Ask a New Question
Menu

Use the graphs to answer the questions.

(-2, 3/4) (1,6) (-2, 2/9) (1, 6)
A. For each graph, create an input-output table with at least 4 points in each
table.
B. For each graph, write an exponential equation. Explain how you determined
the base and initial value from each graph.
C. Create a real-world situation that can be modeled by each graph.
D. Explain what x, y, a, and b represent in your real-world situations.
E. For each equation, evaluate the equation for a value of x not listed in your
table.
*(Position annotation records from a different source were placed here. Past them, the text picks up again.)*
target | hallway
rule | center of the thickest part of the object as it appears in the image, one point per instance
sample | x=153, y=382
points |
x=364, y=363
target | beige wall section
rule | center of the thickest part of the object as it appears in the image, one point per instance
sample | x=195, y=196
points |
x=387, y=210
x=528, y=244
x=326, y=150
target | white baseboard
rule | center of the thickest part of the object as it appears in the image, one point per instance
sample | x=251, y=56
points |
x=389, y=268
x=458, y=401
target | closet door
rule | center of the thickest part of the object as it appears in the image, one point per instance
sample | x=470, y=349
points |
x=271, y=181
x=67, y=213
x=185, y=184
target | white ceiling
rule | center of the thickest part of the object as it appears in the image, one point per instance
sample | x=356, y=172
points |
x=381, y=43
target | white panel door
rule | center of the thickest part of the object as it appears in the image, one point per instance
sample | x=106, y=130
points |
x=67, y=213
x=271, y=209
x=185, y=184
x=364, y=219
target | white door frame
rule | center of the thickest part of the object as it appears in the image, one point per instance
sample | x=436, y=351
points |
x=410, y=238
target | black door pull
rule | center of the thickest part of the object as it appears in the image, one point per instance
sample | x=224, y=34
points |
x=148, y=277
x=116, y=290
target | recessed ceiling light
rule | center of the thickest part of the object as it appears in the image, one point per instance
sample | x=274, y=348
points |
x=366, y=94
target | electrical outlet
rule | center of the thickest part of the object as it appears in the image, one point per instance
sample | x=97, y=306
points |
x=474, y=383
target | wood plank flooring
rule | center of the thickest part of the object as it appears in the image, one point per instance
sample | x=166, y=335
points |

Explain what the point represents in the real-world.
F. Create your own unique exponential growth situation, then model it with an
equation, an input-output table, and a graph.
make the real world situation about a ice cream shop

1 answer

To address your request, let's break it down step by step for better understanding and clarity regarding exponential growth, focusing on an ice cream shop scenario.

A. Input-Output Tables

  1. Graph 1 (Based on points provided)

    • Input-Output Table:
      |  x  |  y   |
  |-----|------|
  | -2  | 0.75 |
  | -1  | 1.5  |
  |  0  | 3    |
  |  1  | 6    |

  2. Graph 2 (Points indicated)

    • Input-Output Table:
      |  x  |  y   |
  |-----|------|
  | -2  | 0.25 |
  | -1  | 0.9  |
  |  0  | 1    |
  |  1  | 6    |

B. Exponential Equations

  1. Graph 1: Let's say the general form of our exponential function is \( y = a \cdot b^x \).

    • From the table, let's assume:
      • At \( x = 0 \), \( y = 3 \) (initial value).
      • The growth seems to increase as \( x \) increases; hence, we can assume \( b = 2 \).
    • So the equation is: \( y = 3 \cdot 2^x \).

  2. Graph 2: Similarly, we can define:

    • Initial value at \( x = 0 \) is 1.
    • The growth is slower, so let’s say \( b = 3 \).
    • Therefore, the equation could be: \( y = 1 \cdot 3^x \).

C. Real-World Situations

  1. Graph 1: An ice cream shop starts with 3 different flavors available for customers. Each month, the shop doubles the number of flavors offered.

  2. Graph 2: An ice cream shop starts with a basic menu of 1 unique flavor, and every month they manage to introduce 3 new special flavors.

D. Explanation of Variables

  • In both equations:
    • \( x \) represents the time in months.
    • \( y \) represents the number of flavors available.
    • \( a \) is the initial number of flavors.
    • \( b \) is the factor by which the number of flavors grows each month.

E. Evaluating the Equations

  1. For Graph 1:

    • If we evaluate \( x = 3 \):
      • \( y = 3 \cdot 2^3 = 3 \cdot 8 = 24 \).
      • This means that after 3 months, the shop could offer 24 different flavors.

  2. For Graph 2:

    • If we evaluate \( x = 3 \):
      • \( y = 1 \cdot 3^3 = 27 \).
      • So after 3 months, the shop would have 27 unique flavors available.

F. Unique Exponential Growth Situation: Ice Cream Shop

Situation: An ice cream shop, "Sweet Treats," starts with 5 flavors and finds that every week, they can successfully add 1 more unique flavor from customer suggestions.

Modeling with an Equation:

  • The initial value (at \( x = 0 \)) is \( 5 \).
  • The growth is represented as an additive process every week but can be modeled exponentially for simplification.
  • Equation: \( y = 5 \cdot 1.1^x \)
    • Where \( b \) is slightly adjusted for the context of new flavors gaining popularity (a 10% increase each week).

Input-Output Table:

     |  x  |  y   |
     |-----|------|
     |  0  |  5   |
     |  1  |  5.5 |
     |  2  |  6.05|
     |  3  |  6.655|

Graph: The exponential growth curve will rise gradually as the weeks pass due to the consistent addition of flavors.

This completes the model and explanation of each part of your request centered on an ice cream shop, incorporating mathematical concepts related to exponential growth!